HOUSE BILL REPORT

HB 1625


 

 

 




As Reported by House Committee On:

Agriculture & Natural Resources

 

Title: An act relating to levying an assessment on certain agricultural plants.

 

Brief Description: Levying an assessment on certain agricultural plants.

 

Sponsors: Representatives Linville and Schoesler; by request of Department of Agriculture.


Brief History:

Committee Activity:

Agriculture & Natural Resources: 2/14/03, 2/18/03 [DPS].

 

Brief Summary of Substitute Bill

    Allows the horticultural assessment on fruit trees and certain ornamentals to be increased beyond the fiscal growth factor for the fiscal year ending June 30, 2004, under certain circumstances.



 

HOUSE COMMITTEE ON AGRICULTURE & NATURAL RESOURCES


Majority Report: The substitute bill be substituted therefor and the substitute bill do pass.
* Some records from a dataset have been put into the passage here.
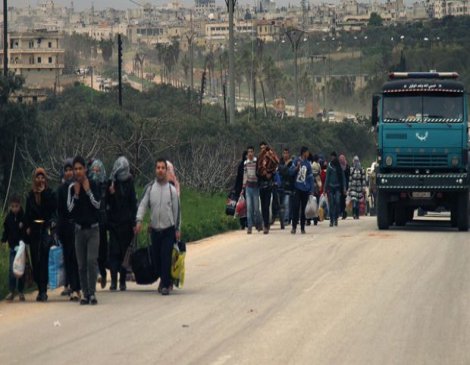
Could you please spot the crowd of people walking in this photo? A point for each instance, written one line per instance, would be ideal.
(280, 188)
(95, 218)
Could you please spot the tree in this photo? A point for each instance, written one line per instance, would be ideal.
(375, 20)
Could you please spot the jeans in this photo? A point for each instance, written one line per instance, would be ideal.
(252, 206)
(12, 280)
(265, 195)
(120, 238)
(162, 249)
(103, 250)
(300, 202)
(87, 243)
(334, 197)
(287, 202)
(67, 237)
(40, 257)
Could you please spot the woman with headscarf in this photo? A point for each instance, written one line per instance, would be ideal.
(334, 186)
(345, 167)
(237, 189)
(122, 210)
(41, 214)
(357, 185)
(66, 233)
(97, 173)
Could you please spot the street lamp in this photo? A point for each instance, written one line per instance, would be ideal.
(295, 36)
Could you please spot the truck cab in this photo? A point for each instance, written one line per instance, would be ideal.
(421, 121)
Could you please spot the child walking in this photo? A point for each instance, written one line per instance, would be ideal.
(13, 229)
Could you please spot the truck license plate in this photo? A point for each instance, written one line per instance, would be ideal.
(421, 195)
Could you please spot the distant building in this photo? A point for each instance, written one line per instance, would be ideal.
(442, 8)
(205, 6)
(37, 56)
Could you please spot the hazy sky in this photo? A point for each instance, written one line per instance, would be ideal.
(124, 4)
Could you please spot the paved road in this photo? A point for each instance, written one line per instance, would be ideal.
(351, 295)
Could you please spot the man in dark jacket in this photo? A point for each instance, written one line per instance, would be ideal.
(66, 233)
(84, 203)
(335, 185)
(287, 184)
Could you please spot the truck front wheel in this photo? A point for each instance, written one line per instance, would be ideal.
(384, 211)
(462, 211)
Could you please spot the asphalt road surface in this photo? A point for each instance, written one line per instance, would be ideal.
(350, 295)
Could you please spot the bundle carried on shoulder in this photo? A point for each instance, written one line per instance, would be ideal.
(268, 162)
(19, 263)
(56, 267)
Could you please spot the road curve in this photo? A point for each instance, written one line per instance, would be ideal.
(351, 295)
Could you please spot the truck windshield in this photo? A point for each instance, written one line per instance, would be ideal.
(442, 108)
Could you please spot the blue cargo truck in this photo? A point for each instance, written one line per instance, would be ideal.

Signed by 13 members: Representatives Linville, Chair; Rockefeller, Vice Chair; Schoesler, Ranking Minority Member; Holmquist, Assistant Ranking Minority Member; Kristiansen, Assistant Ranking Minority Member; Chandler, Eickmeyer, Grant, Hunt, McDermott, Orcutt, Quall and Sump.

 

Staff: Kenneth Hirst (786-7105).

 

Background:

 

An annual assessment is levied on the sale price of all horticultural plants of the botanical genera for grapevines; quinces; hawthorns; apple and crab apple trees; almond, apricot, cherry, nectarine, peach, and plum trees; pears; and whitebeams and mountain ashes. The assessment is on the wholesale market value of those sales and, except for certain rootstock, is based on the first sale price of the nursery stock. The rate of assessment is determined by the Director of Agriculture (Director) by rule as being that needed to carry out grapevine and fruit tree certification and nursery improvement programs.

 

Initiative 601 was approved in the November 1993 general election. A provision of the initiative states that no fee may increase in any fiscal year by a percentage in excess of the fiscal growth factor for that fiscal year without prior legislative approval. The Forest Products Commission is exempted from this limitation as are referendum approved assessments of agricultural commodity commissions and boards. The fiscal growth factor for a fiscal year is the average of the sum of inflation and population change for each of the prior three fiscal years.

 


 

 

Summary of Substitute Bill:

 

The annual assessment that is levied on horticultural plants may, except for the assessment on grapevines, be increased by the Director in excess of the fiscal growth factor for the fiscal year ending June 30, 2004. However, the bill is null and void if any moneys that have been deposited in the Agricultural Local Fund are transferred, or are authorized to be transferred, to the General Fund by legislation enacted this year before July 1, 2003.

 

Substitute Bill Compared to Original Bill:

 

The null and void clause was added by the substitute.

 


 

 

Appropriation: None.

 

Fiscal Note: Available.

 

Effective Date of Substitute Bill: The bill takes effect 90 days after adjournment of session in which bill is passed. However, the bill is null and void if certain transfers of funds to the General Fund take place during this fiscal year.

 

Testimony For: 1) The largest part of the current program is the voluntary inspection of plants to certify that they are virus free. 2) An advisory committee from the industry that pays these fees has recommended that they be increased. The fees have not been increased since 1971. Without the increase, the program will be insolvent in the next one to two years. 3) Under World Trade Organization agreements, the federal government must have a mandatory inspection program; the state's program will be essential to ensure that this state's growers have a source of disease-free stock and to meet the requirements of our trading partners.

 

Testimony Against: None.

 

Testified: Leslie Emerick and Tom Wessels, Washington State Department of Agriculture.